[Python-ideas] Stop displaying elements of bytes objects as printable ASCII characters in CPython 3

Wed Sep 10 09:04:23 CEST 2014

Why did the CPython core developers decide to force the display of
ASCII characters in the printable representation of bytes objects in
CPython 3? For example

    >>> import struct
    >>> # In go bytes for four floats:
    >>> my_packed_bytes = struct.pack('ffff', 3.544294848931151e-12,
1.853266900760489e+25, 1.6215185358725202e-19, 0.9742483496665955)
    >>> # And out comes a speciously human-readable representation of
those bytes
    >>> my_packed_bytes
    b'Why, Guido? Why?'
    >>>
    >>> # But it's just an illusion; it's truly bytes underneath!
    >>> a_reasonable_representation = bytes((0x57, 0x68, 0x79, 0x2c,
0x20, 0x47, 0x75, 0x69, 0x64, 0x6f, 0x3f, 0x20, 0x57, 0x68, 0x79,
0x3f))
    >>> my_packed_bytes == a_reasonable_reperesentation
    True
    >>>
    >>> this_also_seems_reasonable =
b'\x57\x68\x79\x2c\x20\x47\x75\x69\x64\x6f\x3f\x20\x57\x68\x79\x3f'
    >>> my_packed_bytes == this_also_seems_reasonable
    True

I understand bytes literals were brought in to Python 3 to aid the
transition from Python 2 to Python 3 [1], but this did not imply that
`repr()` on a bytes object ought to display bytes mapping to ASCII
characters as ASCII characters. I have not yet found a PEP describing
why this decision was made. I am now seeking to put forth a PEP to
change printable representation of bytes to be simple, consistent, and
easy to understand.

The current behavior printing of elements of bytes with a mapping to
printable ASCII characters as those characters seems to violate
multiple tenants of the Zen of Python [2]

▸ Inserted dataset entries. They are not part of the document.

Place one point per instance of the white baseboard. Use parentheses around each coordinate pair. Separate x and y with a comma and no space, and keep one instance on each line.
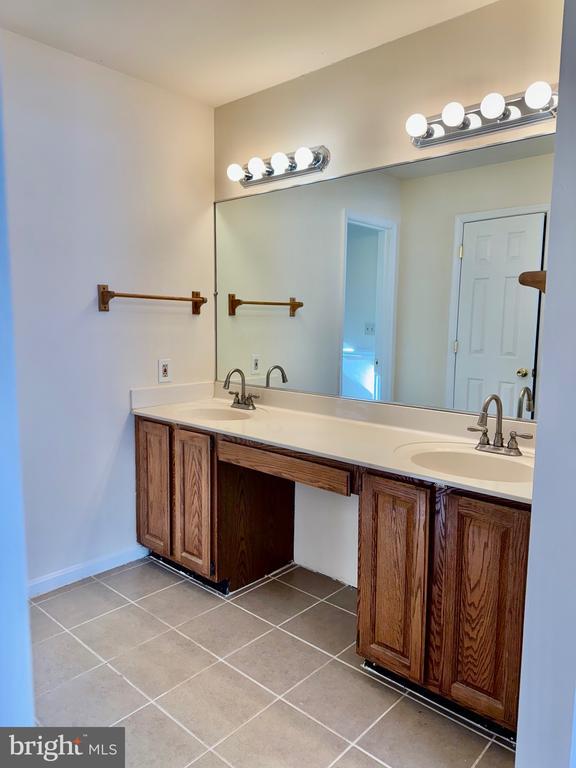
(79,571)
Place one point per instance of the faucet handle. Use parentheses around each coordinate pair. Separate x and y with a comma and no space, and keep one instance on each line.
(249,401)
(484,437)
(513,442)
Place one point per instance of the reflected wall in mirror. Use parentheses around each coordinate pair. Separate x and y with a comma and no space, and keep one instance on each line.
(408,278)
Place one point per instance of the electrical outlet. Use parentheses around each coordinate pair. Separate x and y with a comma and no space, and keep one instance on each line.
(369,329)
(164,371)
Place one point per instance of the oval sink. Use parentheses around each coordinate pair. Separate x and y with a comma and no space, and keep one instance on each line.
(464,461)
(218,414)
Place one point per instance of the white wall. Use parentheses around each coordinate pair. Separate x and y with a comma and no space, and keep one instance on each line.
(109,180)
(326,533)
(16,694)
(358,107)
(549,660)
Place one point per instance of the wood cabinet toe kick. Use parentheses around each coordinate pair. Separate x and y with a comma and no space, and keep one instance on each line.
(441,572)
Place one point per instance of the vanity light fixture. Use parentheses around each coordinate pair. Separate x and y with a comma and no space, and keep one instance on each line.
(494,113)
(280,166)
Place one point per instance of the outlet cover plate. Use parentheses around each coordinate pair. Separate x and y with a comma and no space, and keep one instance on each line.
(164,371)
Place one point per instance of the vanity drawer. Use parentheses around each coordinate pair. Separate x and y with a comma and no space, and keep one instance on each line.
(299,470)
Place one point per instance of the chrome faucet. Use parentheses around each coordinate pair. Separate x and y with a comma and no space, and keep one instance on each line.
(511,449)
(282,373)
(483,418)
(525,392)
(241,399)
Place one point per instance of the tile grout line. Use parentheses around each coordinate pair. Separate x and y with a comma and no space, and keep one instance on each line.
(223,659)
(354,743)
(43,599)
(176,628)
(476,762)
(325,599)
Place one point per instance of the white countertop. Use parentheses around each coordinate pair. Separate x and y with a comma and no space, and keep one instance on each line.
(376,446)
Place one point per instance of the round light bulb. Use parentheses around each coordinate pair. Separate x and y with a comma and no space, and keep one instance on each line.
(235,172)
(514,113)
(474,121)
(417,126)
(280,162)
(453,114)
(304,158)
(257,167)
(493,106)
(538,95)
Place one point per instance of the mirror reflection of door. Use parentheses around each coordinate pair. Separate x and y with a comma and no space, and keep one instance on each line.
(496,346)
(367,356)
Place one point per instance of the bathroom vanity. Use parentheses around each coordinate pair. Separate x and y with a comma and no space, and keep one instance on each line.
(399,286)
(442,561)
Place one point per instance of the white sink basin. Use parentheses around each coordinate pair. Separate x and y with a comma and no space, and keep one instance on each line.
(463,460)
(218,414)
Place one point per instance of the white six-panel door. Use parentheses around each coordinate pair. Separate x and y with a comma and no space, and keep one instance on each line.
(497,317)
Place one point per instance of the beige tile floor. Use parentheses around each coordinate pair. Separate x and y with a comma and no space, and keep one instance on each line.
(267,678)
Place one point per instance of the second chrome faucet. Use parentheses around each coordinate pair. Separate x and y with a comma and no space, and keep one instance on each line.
(241,399)
(246,400)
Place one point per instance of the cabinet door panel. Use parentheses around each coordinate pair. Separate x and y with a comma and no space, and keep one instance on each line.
(153,485)
(486,556)
(192,501)
(393,575)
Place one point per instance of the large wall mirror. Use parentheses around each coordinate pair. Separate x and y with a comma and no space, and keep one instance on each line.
(408,278)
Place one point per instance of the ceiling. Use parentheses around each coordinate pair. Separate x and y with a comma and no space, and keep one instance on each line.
(221,50)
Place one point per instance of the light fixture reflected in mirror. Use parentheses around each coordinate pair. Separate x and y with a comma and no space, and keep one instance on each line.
(280,162)
(235,172)
(417,125)
(257,167)
(280,166)
(495,112)
(493,106)
(453,114)
(538,95)
(304,157)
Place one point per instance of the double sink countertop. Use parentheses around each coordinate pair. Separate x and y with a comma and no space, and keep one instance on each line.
(432,456)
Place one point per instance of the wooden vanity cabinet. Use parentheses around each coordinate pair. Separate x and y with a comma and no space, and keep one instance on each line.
(393,568)
(442,579)
(229,524)
(486,554)
(173,498)
(192,501)
(153,485)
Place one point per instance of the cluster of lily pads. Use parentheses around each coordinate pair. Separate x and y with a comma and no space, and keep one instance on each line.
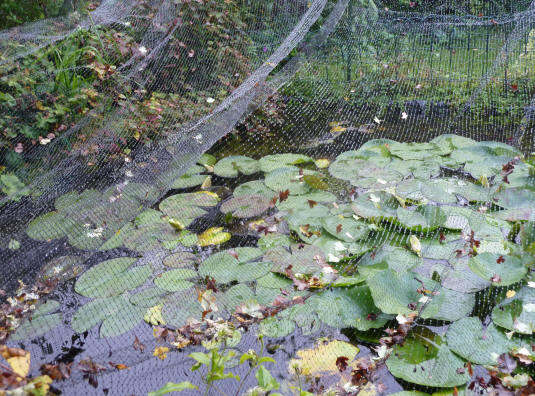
(382,232)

* "Explicit is better than implicit." This display happens without the
user's explicit request.
* "Simple is better than complex." The printable representation of
bytes is complex, surprising, and unintuitive: Elements of bytes shall
be displayed as their hexadecimal value, unless such a value maps to a
printable ASCII character, in which case, the character shall be
displayed instead of the hexadecimal value. The underlying values of
each element, however, are always integers. The printable
representation of an element of a byte will always be an integer
representation. The simple thing is to show the hex value for every
byte, unconditionally.
* "Special cases aren't special enough to break the rules." Implicit
decoding of bytes to ASCII characters comes in handy only some of the
time.
* "In the face of ambiguity, refuse the temptation to guess." Python
is guessing that I want to see some bytes as ASCII characters. In the
example above, though, what I gave Python was bytes from four floating
point numbers.
* "There should be one-- and preferably only one --obvious way to do
it." `bytes.decode('ascii', errors='backslashreplace')` already
provides users the means to display ASCII characters among bytes, as a
real string.

To be fair, there are two tenants of the Zen of Python that support
the implicit display of ASCII characters in bytes:

* "Readability counts."
* "Although practicality beats purity."

In counterargument, though, I would say that the extra readability and
practicality are only served boosted in special cases (which are not
special enough).

Much ado was (and continues to be) raised over Python 3 enforcing
distinction between (Unicode) strings and bytes. A lot of this
resentment comes from Python programmers who do not yet appreciate the
difference between bytes and text†, or from those who remain apathetic
and prefer Python 2's it-works-'til-it-doesn't strings. This implicit
displaying of ASCII characters in bytes ends up conflating the two
data types even deeper in novice programmers' minds.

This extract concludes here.